Yes, that's true. The main effect is that spam would become more expensive because the "grinding process" to figure out the addresses would not allow a similar efficiency to storage in the "public keys" (e.g. in P2MS like some of these protocols do).

I don't remember "how much" more expensive data storage would become due to such a measure (should be buried deep in the bitcoin-dev discussion about the OP_RETURN change). IMO it was significant but a malicious spammer would still be able to afford it. But in the bitcoin-dev discussion it was argued that also regular Bitcoin transactions would become more expensive as you would have to store more data in the script, like a signature. See also @gmaxwell's answer here:

There are several fairly straightforward ways to transform arbitrary data to and from an indistinguishable valid pubkey.  One is in the bitcoin codebase already for the P2P encryption.  So what, permanently increase the validation cost of every txn by 1/4 or something to make the opponent copy and paste a bit of existing code?

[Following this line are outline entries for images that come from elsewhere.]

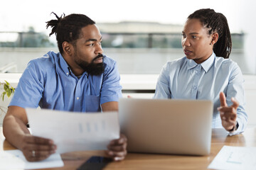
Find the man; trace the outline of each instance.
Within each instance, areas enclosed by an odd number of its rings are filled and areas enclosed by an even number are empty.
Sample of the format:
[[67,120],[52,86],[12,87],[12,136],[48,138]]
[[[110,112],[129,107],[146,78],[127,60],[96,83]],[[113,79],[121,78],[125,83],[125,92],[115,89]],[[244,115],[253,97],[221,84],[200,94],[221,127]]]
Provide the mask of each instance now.
[[[55,33],[60,52],[52,51],[31,60],[23,73],[3,123],[4,135],[28,161],[55,153],[50,139],[30,134],[25,108],[97,112],[118,110],[122,86],[116,62],[102,55],[102,35],[95,23],[82,14],[47,22]],[[49,120],[50,121],[50,120]],[[124,159],[127,138],[111,141],[106,154]]]

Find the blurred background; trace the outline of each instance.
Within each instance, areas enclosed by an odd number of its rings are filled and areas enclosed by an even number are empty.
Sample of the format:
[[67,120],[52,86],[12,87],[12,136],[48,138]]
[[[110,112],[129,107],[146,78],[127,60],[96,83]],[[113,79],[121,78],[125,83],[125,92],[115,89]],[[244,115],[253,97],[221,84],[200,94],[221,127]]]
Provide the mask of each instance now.
[[[181,31],[189,14],[203,8],[223,13],[233,39],[230,58],[245,80],[250,125],[256,125],[256,1],[254,0],[9,0],[0,10],[0,81],[14,87],[28,62],[49,50],[58,52],[46,22],[63,13],[83,13],[102,35],[104,53],[117,62],[123,96],[151,98],[167,62],[184,56]],[[0,87],[0,92],[2,86]],[[10,99],[0,106],[6,108]],[[1,125],[1,115],[0,115]]]
[[117,61],[120,74],[159,74],[169,60],[184,56],[181,31],[194,11],[210,8],[228,18],[233,38],[230,58],[242,73],[256,73],[256,16],[253,0],[98,0],[1,2],[0,72],[22,72],[29,60],[58,52],[46,22],[58,16],[83,13],[95,21],[105,53]]

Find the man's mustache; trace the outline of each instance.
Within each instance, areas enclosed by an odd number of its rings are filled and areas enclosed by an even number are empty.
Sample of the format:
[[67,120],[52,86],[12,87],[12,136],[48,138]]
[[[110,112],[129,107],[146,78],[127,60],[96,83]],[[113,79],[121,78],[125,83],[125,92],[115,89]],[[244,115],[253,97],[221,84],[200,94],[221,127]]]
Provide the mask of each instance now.
[[92,60],[92,62],[96,60],[98,58],[101,58],[101,57],[103,57],[103,55],[102,54],[100,54],[98,55],[96,57],[95,57],[93,60]]

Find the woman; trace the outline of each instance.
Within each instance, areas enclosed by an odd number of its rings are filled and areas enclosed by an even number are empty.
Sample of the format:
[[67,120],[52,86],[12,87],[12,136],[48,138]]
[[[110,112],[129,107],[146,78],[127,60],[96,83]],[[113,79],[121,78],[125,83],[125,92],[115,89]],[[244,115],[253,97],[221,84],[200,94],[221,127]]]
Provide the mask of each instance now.
[[228,59],[232,42],[226,18],[210,8],[196,11],[188,17],[181,44],[186,57],[164,66],[154,98],[211,100],[212,127],[223,127],[230,135],[243,132],[244,80]]

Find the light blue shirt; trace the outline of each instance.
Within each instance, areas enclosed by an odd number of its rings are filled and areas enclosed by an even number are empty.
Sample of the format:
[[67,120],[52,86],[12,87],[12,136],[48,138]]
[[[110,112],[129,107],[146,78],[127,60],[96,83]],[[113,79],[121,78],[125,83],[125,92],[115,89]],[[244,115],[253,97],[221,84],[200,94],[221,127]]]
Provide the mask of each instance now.
[[100,76],[84,72],[78,79],[60,53],[49,52],[31,60],[23,72],[9,106],[77,112],[97,112],[100,105],[122,97],[116,62],[104,55]]
[[202,99],[213,102],[212,127],[223,128],[220,113],[219,95],[223,91],[228,106],[233,105],[231,97],[238,101],[235,133],[245,130],[247,115],[245,111],[244,79],[238,65],[230,59],[212,55],[201,64],[186,57],[167,62],[163,67],[154,98],[174,99]]

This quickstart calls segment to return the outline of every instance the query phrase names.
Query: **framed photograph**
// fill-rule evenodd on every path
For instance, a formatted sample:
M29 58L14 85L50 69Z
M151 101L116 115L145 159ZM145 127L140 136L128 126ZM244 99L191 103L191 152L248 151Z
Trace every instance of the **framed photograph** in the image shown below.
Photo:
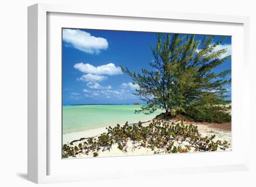
M248 169L247 17L28 11L30 181Z

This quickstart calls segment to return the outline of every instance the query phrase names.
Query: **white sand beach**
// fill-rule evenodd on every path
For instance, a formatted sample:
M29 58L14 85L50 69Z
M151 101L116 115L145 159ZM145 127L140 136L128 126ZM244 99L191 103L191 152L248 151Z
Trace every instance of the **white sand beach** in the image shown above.
M175 123L180 122L170 120L168 122L175 122ZM150 123L151 121L144 123L142 126L147 126ZM184 124L190 124L191 123L185 122ZM232 149L232 137L231 131L231 123L224 124L217 123L195 123L194 125L196 125L198 127L198 129L200 134L203 136L209 137L212 135L215 135L216 137L214 141L220 140L222 142L226 141L230 143L230 146L228 148L226 149L226 151L230 151ZM82 131L80 132L67 133L63 135L62 141L63 144L69 144L71 142L73 142L73 146L78 146L79 143L83 144L86 140L84 138L90 137L96 138L97 136L100 135L103 132L107 132L107 130L106 128L101 128L91 130ZM81 140L80 139L82 138ZM74 141L77 140L76 141ZM125 155L152 155L156 154L165 154L166 153L166 149L155 149L152 150L151 149L140 147L140 148L137 148L136 145L132 141L128 141L127 143L127 149L126 152L122 151L118 148L117 143L112 145L109 150L105 150L102 151L100 150L98 151L99 156L125 156ZM223 151L218 148L217 151ZM194 152L192 149L191 152ZM89 154L87 155L83 153L79 153L76 155L76 158L88 158L93 156L93 152L89 152Z

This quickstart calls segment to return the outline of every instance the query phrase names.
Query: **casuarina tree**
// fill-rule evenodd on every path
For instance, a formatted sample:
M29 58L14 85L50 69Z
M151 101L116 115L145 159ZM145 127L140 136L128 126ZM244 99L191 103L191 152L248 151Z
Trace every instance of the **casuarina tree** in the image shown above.
M159 108L166 113L197 106L222 104L231 83L227 75L231 70L216 73L213 70L231 58L221 58L226 49L217 50L225 38L214 42L214 36L195 40L194 35L158 34L157 43L151 47L154 60L149 71L131 72L121 67L139 89L135 95L147 103L141 110L146 114Z

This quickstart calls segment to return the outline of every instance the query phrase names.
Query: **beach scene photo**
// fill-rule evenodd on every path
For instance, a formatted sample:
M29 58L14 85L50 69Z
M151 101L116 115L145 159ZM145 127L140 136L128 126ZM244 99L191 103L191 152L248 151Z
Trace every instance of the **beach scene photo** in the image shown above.
M231 46L62 28L62 158L231 151Z

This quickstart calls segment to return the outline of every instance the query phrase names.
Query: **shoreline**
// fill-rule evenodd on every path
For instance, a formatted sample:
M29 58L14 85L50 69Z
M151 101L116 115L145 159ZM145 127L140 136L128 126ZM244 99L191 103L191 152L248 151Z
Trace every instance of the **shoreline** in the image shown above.
M141 122L142 124L145 123L148 124L152 122L152 120L148 120ZM134 122L128 123L128 125L136 125L139 124L139 122ZM125 123L120 124L120 126L123 126ZM92 129L88 130L81 130L77 132L71 132L69 133L65 133L62 134L62 145L67 143L70 143L71 142L80 139L81 138L88 138L97 136L104 132L107 132L106 128L110 126L113 127L116 126L108 125L104 127L98 127L95 129Z
M172 122L174 122L175 124L178 123L180 124L181 123L180 121L175 120L165 120L165 121L170 123L171 123ZM143 126L148 126L151 122L152 120L144 122L142 125ZM136 123L130 123L129 125L134 125ZM218 148L218 149L216 151L228 151L232 150L232 145L231 122L225 124L217 124L184 122L183 124L184 125L192 124L193 125L197 126L198 131L202 136L210 137L212 135L215 135L216 136L214 139L214 141L216 141L217 140L220 140L222 142L223 141L227 141L230 144L229 148L226 148L225 150ZM120 125L120 126L124 125L124 124ZM223 126L225 126L226 128L223 128ZM113 127L113 126L110 126ZM107 130L106 129L106 127L104 127L66 134L65 135L63 135L62 144L63 145L64 144L69 145L70 143L72 142L72 146L73 147L74 146L78 147L79 144L83 144L84 142L86 141L86 139L91 137L97 138L101 134L107 132ZM185 144L182 145L183 145L184 146ZM134 144L133 142L130 140L128 142L127 145L128 148L126 152L120 150L118 148L118 144L115 143L113 145L109 150L103 151L102 150L100 150L97 151L97 153L99 154L99 157L100 157L166 154L166 150L162 148L156 148L154 150L149 148L144 147L141 147L140 148L136 148L136 146L139 145L138 143ZM178 146L178 145L176 145ZM194 150L191 150L189 151L188 153L193 152L194 152ZM93 153L93 151L90 151L88 155L86 155L82 153L78 153L75 157L91 158L94 156ZM70 158L72 158L72 157L65 159Z

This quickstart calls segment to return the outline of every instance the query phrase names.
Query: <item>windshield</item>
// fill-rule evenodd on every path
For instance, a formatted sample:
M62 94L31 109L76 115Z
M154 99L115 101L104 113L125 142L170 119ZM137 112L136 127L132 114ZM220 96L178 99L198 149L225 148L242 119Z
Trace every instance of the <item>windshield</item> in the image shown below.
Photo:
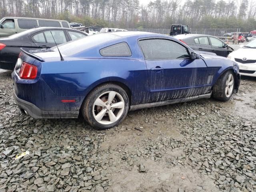
M252 41L251 41L250 43L246 44L245 46L244 46L244 47L256 48L256 41L255 40L256 40L256 39Z
M110 33L96 34L62 44L58 47L62 54L69 56L120 37L120 36ZM56 52L58 51L56 46L51 49Z

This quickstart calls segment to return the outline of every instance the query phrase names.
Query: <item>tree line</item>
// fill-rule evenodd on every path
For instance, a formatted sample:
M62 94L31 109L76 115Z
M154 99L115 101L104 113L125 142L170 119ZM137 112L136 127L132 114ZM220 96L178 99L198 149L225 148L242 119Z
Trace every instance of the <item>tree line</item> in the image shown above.
M254 0L0 0L0 17L51 18L120 28L256 29Z

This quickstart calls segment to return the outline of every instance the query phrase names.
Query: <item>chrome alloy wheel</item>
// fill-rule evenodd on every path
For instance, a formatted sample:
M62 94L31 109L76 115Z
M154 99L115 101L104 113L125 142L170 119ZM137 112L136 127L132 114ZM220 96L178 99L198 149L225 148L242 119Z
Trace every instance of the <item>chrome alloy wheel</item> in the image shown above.
M229 97L232 94L234 83L234 76L232 74L230 74L226 82L225 94L226 97Z
M104 92L94 101L92 114L95 120L101 124L108 125L116 122L124 110L123 97L117 92Z

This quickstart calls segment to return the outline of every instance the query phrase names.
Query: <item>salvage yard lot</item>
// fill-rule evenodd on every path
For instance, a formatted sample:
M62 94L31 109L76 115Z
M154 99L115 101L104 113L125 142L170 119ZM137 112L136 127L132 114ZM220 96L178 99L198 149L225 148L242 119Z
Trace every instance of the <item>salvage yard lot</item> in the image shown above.
M256 78L241 84L226 102L130 112L99 131L22 114L0 72L0 192L256 191Z

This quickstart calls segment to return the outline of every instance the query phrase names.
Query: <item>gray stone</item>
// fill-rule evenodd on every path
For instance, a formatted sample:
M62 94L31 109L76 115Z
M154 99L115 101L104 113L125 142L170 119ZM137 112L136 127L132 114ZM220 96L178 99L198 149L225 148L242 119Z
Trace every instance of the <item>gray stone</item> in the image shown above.
M48 185L46 187L46 192L54 192L55 187L53 185Z
M145 172L146 171L146 168L145 168L144 166L142 164L140 164L139 166L139 172Z
M236 157L235 156L232 152L229 152L226 155L227 157L229 157L232 159L234 159Z
M34 181L34 184L37 186L40 185L41 184L44 183L44 179L41 177L38 178L35 180Z
M60 172L60 175L62 176L67 176L69 174L69 171L70 169L69 168L64 169Z
M61 166L61 168L63 169L65 169L66 168L69 168L71 166L71 164L70 164L70 163L66 163L63 164Z
M244 178L242 177L239 175L236 176L235 179L239 183L242 183L244 182Z
M85 171L86 173L90 173L92 171L92 168L91 167L87 167Z

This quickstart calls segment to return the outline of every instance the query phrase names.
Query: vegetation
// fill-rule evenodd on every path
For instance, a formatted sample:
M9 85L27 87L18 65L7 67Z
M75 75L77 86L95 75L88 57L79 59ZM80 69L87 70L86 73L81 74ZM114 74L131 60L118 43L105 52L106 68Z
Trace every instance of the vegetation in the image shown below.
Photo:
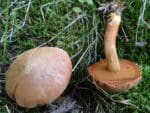
M95 9L109 0L0 0L0 113L41 113L46 108L18 107L5 91L5 72L23 51L38 46L66 50L74 65L72 94L84 113L150 112L150 2L126 0L117 39L120 58L136 62L142 71L137 87L122 93L98 89L87 76L88 65L103 59L106 21Z

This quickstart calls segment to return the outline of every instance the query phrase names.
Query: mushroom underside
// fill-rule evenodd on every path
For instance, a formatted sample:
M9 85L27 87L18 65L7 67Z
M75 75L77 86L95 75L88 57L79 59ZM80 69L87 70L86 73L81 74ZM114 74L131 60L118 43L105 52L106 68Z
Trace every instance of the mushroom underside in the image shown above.
M88 73L98 86L107 91L126 91L139 83L140 70L128 60L121 59L119 62L121 69L117 72L108 70L105 59L88 67Z

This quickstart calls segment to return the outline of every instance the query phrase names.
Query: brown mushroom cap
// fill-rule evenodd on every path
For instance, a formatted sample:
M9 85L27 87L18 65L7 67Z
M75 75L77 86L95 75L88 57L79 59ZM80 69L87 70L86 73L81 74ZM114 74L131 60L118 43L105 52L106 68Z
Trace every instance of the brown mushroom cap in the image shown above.
M111 92L125 91L141 80L140 70L136 64L121 59L120 67L117 72L109 71L107 60L102 60L88 67L88 73L97 85Z
M64 50L34 48L22 53L8 68L6 91L22 107L48 104L65 90L71 73L71 59Z

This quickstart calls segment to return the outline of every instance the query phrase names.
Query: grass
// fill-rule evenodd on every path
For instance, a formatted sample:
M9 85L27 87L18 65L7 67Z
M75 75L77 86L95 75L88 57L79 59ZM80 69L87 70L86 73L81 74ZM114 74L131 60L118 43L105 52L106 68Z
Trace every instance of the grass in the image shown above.
M47 110L43 107L20 108L4 91L5 72L15 56L41 45L63 48L71 56L73 76L66 95L75 91L81 111L150 112L150 3L148 0L126 0L117 40L119 57L138 63L143 80L129 92L106 94L87 77L86 67L104 58L106 21L96 14L95 8L108 1L91 1L0 0L0 113L42 113ZM142 45L144 42L147 45Z

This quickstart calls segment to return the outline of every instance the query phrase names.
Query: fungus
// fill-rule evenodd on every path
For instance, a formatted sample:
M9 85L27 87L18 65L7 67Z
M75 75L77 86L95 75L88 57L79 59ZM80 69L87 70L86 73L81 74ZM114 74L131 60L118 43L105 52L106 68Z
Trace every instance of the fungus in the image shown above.
M22 53L6 73L6 91L19 106L49 104L67 87L72 73L69 55L56 47L40 47Z
M116 36L121 21L121 4L111 3L98 9L106 14L108 23L104 34L106 59L88 67L88 73L101 88L111 91L125 91L141 80L138 66L128 60L118 59Z

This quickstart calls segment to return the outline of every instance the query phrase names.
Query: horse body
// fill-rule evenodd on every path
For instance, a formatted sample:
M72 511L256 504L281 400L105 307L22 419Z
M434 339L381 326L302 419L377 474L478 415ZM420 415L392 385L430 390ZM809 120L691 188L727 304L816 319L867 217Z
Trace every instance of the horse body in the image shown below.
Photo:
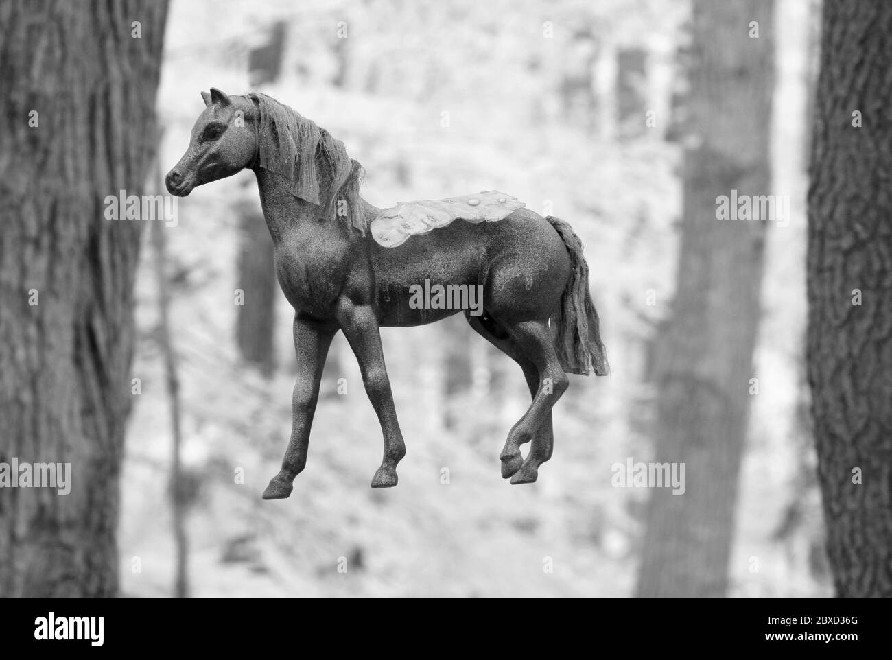
M499 221L459 220L397 248L382 246L365 231L381 210L359 196L361 169L343 143L262 95L230 97L211 89L202 97L207 107L166 177L168 189L186 195L195 186L253 169L277 276L295 310L292 436L264 499L288 497L306 465L322 368L338 331L356 354L384 433L372 486L396 485L405 444L379 328L433 323L459 311L409 304L410 287L425 281L482 286L483 313L466 310L468 322L517 362L533 397L501 452L502 476L534 482L551 456L551 408L567 387L566 373L587 374L590 363L596 374L606 373L588 268L569 225L518 209ZM346 204L349 221L334 215L335 202ZM531 441L524 460L520 446Z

A slight doubt I had about your post, @gmaxwell:

So not only would that fail, it would also make things worse since at least now a node could expand its definition of unspendable outputs to include the ~half of these that aren't valid points and exclude them from their UTXO set. But if blocked and then they move to adjusting the encoding so they're always valid points (or just changes to make them 256 bit "script hashes") this option goes away.
I interpret that "currently" there would be some methods for nodes to exclude these "fake public keys" from their UTXO set already, but if the validation was changed, that would not longer be possible. So does this mean that there could be indeed some "spam-pruning" methods to be set up for the case the fake public key method become too widespread? I guess the primary question would be the cost of this method for nodes vs. the cost of storing the data.

Of course spammers, if they really want to be sure that their data remains on the blockchain, could already now develop a completely "safe" protocol, for example encoding the data directly into pubkey hashes or addresses. Not even a method based on UTXO expiration (with recovery option, see my thread here) would really help in this case, although it would increase the costs to store that content "forever" if the UTXO expiration also allows nodes to prune the UTXOs from blockchain data.

The other method we have is to enforce transaction (not block!) pruning as an optional command-line option, by using a bloom filter to completely ignore Bitcoin eater addresses, invalid keys, OP_RETURN.
I guess that is what @gmaxwell wrote above. As long as full nodes need to archive everything, however, that would indeed only be useful for "passive" nodes, i.e. not those actively distributing the blockchain.